Learning Macroscopic Dynamics from Partial Microscopic Observations
Mengyi Chen, Qianxiao Li
TL;DR
The main idea of the approach is to map the training procedure on the macroscopic coordinates back to the microscopic coordinates, on which partial force computations can be used as stochastic estimation to update model parameters.
Abstract
Macroscopic observables of a system are of keen interest in real applications such as the design of novel materials. Current methods rely on microscopic trajectory simulations, where the forces on all microscopic coordinates need to be computed or measured. However, this can be computationally prohibitive for realistic systems. In this paper, we propose a method to learn macroscopic dynamics requiring only force computations on a subset of the microscopic coordinates.

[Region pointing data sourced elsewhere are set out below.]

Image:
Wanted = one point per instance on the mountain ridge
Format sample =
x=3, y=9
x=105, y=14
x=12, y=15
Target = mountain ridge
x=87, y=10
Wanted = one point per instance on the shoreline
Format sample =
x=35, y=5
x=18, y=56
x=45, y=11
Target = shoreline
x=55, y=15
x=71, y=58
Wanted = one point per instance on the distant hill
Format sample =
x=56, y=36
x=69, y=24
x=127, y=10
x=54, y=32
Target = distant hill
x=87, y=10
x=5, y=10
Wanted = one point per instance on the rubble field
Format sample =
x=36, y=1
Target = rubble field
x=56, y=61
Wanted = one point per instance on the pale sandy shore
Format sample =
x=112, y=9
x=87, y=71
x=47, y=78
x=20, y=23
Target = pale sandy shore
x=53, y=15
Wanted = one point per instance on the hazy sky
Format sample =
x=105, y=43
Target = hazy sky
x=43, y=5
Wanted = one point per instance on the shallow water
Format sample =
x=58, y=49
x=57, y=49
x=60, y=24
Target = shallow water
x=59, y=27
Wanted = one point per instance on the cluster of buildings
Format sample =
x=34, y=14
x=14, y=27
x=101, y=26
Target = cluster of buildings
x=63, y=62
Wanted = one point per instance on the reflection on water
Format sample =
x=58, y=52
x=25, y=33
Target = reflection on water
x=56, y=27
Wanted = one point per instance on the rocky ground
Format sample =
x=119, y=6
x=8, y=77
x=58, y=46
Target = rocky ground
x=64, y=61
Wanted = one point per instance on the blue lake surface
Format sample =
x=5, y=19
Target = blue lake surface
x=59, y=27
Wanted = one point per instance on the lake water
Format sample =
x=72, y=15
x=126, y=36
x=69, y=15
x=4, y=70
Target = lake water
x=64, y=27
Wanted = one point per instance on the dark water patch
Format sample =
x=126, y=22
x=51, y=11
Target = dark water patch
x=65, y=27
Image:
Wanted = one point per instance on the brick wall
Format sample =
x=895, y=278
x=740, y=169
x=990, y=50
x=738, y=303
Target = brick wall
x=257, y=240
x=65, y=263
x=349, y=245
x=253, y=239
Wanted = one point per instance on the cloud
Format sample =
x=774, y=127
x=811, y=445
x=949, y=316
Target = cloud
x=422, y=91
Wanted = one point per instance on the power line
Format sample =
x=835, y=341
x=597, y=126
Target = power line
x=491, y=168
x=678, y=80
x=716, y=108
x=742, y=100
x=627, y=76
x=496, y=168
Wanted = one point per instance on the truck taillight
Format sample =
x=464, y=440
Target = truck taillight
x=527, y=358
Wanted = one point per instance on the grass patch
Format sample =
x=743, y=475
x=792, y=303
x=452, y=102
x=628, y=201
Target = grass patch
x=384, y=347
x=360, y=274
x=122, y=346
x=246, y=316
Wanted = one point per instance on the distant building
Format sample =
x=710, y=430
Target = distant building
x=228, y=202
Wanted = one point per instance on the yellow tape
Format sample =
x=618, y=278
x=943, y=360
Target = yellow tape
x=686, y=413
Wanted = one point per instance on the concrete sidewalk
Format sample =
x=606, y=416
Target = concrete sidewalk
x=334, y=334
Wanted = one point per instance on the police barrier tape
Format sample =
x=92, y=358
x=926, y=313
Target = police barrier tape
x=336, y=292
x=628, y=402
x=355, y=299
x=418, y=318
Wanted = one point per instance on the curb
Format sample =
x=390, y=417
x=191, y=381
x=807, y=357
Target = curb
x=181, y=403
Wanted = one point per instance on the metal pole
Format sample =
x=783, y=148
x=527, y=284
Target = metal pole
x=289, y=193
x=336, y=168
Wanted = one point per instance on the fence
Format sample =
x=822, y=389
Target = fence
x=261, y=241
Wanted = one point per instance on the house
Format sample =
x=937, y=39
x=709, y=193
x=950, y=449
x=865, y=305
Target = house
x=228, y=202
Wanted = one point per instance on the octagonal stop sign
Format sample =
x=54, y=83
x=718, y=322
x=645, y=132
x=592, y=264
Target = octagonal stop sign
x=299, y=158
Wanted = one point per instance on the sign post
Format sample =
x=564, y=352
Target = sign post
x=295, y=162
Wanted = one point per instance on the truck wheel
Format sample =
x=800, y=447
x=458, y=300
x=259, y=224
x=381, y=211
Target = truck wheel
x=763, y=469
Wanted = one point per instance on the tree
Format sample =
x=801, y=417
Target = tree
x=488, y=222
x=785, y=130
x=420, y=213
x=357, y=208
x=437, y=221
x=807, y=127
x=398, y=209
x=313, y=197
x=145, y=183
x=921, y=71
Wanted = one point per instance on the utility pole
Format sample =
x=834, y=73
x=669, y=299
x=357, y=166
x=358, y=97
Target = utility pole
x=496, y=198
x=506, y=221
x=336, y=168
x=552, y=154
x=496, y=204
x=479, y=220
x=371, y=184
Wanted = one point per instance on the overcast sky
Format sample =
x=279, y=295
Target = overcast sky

Our method relies on a sparsity assumption: the force on each microscopic coordinate relies only on a small number of other coordinates. The main idea of our approach is to map the training procedure on the macroscopic coordinates back to the microscopic coordinates, on which partial force computations can be used as stochastic estimation to update model parameters. We provide a theoretical justification of this under suitable conditions. We demonstrate the accuracy, force computation efficiency, and robustness of our method on learning macroscopic closure models from a variety of microscopic systems, including those modeled by partial differential equations or molecular dynamics simulations.